Towards Scalable Visual Data Wrangling via Direct Manipulation

Data wrangling, the process of cleaning, transforming, and preparing data for analysis, is a well-known bottleneck in data science workflows. A wide range of data wrangling techniques have been proposed to mitigate this challenge. Of particular interest are visual data wrangling tools, in which users prepare data via graphical interactions (such as with visualizations) rather than requiring them to write scripts. We develop a visual data wrangling system, Buckaroo, that expands upon this paradigm by enabling the automatic discovery of interesting groups (e.g., Salary values for Country="Buthan") and identification of anomalies (e.g., missing values, outliers, and type mismatches) both within and across these groups. Crucially, this allows users to reason about how repairs applied to one group affect other groups in the dataset. A central challenge in visual data wrangling is scalability. Rendering entire datasets is often infeasible, yet showing only a small sample risks hiding rare but critical errors across groups. We address these challenges through carefully designed sampling strategies that prioritize errors, as well as novel aggregation techniques that support pan-and-zoom interactions over large datasets. Buckaroo maintains efficient indexing data structures and differential storage to localize anomaly detection and minimize recomputation. We demonstrate the applicability of our approach via an integration with the Hopara pan-and-zoom engine (enabling multi-layered navigation over large datasets without sacrificing interactivity). Finally, we explore our system's usability (via an expert review) and its scalability, finding that this design seems well matched with the challenges of this domain.
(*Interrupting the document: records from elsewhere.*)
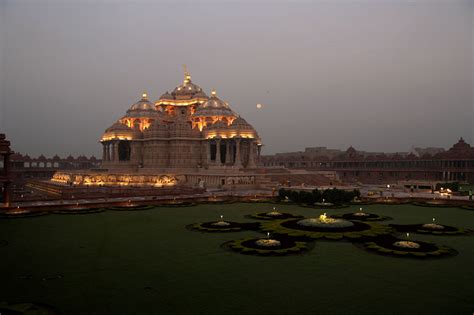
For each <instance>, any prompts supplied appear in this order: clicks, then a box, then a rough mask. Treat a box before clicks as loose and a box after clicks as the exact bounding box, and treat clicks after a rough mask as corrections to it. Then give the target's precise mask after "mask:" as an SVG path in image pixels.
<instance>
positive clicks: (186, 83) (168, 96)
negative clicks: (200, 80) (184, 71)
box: [160, 71, 208, 100]
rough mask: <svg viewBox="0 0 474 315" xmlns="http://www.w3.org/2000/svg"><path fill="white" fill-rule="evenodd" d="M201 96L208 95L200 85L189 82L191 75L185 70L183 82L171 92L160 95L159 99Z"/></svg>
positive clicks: (173, 99)
mask: <svg viewBox="0 0 474 315" xmlns="http://www.w3.org/2000/svg"><path fill="white" fill-rule="evenodd" d="M194 98H202V99H207V98H208V96H207V95H206V94H205V93H204V92H203V91H202V89H201V87H200V86H198V85H196V84H194V83H192V82H191V75H190V74H189V73H188V72H187V71H185V73H184V81H183V84H180V85H178V86H177V87H176V88H175V89H174V90H173V91H172V92H171V94H170V93H168V92H166V93H165V94H163V95H162V96H161V97H160V100H185V99H194Z"/></svg>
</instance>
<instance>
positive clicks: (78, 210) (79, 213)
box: [53, 208, 105, 214]
mask: <svg viewBox="0 0 474 315" xmlns="http://www.w3.org/2000/svg"><path fill="white" fill-rule="evenodd" d="M103 211H105V209H104V208H71V209H60V210H55V211H53V213H57V214H88V213H98V212H103Z"/></svg>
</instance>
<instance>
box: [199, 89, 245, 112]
mask: <svg viewBox="0 0 474 315" xmlns="http://www.w3.org/2000/svg"><path fill="white" fill-rule="evenodd" d="M212 116H232V117H235V116H237V115H236V114H235V113H234V112H233V111H232V110H231V109H230V107H229V104H227V102H224V101H223V100H221V99H220V98H218V97H217V95H216V91H212V94H211V97H210V98H209V99H208V100H207V101H206V102H205V103H204V104H202V105H200V106H199V107H198V108H197V109H196V112H195V113H194V117H212Z"/></svg>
翻译：数据整理作为数据科学工作流中清洗、转换与准备数据的关键环节，已成为公认的瓶颈问题。为应对这一挑战，学界已提出多种数据整理技术。其中，视觉数据整理工具尤其值得关注，这类工具允许用户通过图形交互（如可视化界面）而非编写脚本的方式完成数据准备工作。本文开发的视觉数据整理系统Buckaroo在此范式基础上进行了扩展：系统能够自动发现数据中有意义的群组（例如国家="不丹"对应的薪资数值），并识别群组内部及跨群组的异常现象（如缺失值、离群值与类型不匹配）。该设计的核心价值在于，用户能够直观评估针对特定群组的修复操作如何影响数据集中其他群组。视觉数据整理面临的核心挑战在于可扩展性——完整渲染整个数据集往往不可行，而仅展示小规模样本又可能掩盖跨群组的罕见关键错误。我们通过精心设计的优先呈现错误的抽样策略，以及支持大规模数据集平移缩放交互的新型聚合技术来解决这些挑战。Buckaroo采用高效的索引数据结构与差分存储机制，实现了异常检测的局部化处理并最大限度减少了重复计算。通过集成Hopara平移缩放引擎（支持大规模数据集的多层级导航且不损失交互性），我们验证了该方法的实用性。最后，通过专家评审评估系统可用性并测试其可扩展性，结果表明该设计能有效应对该领域的关键挑战。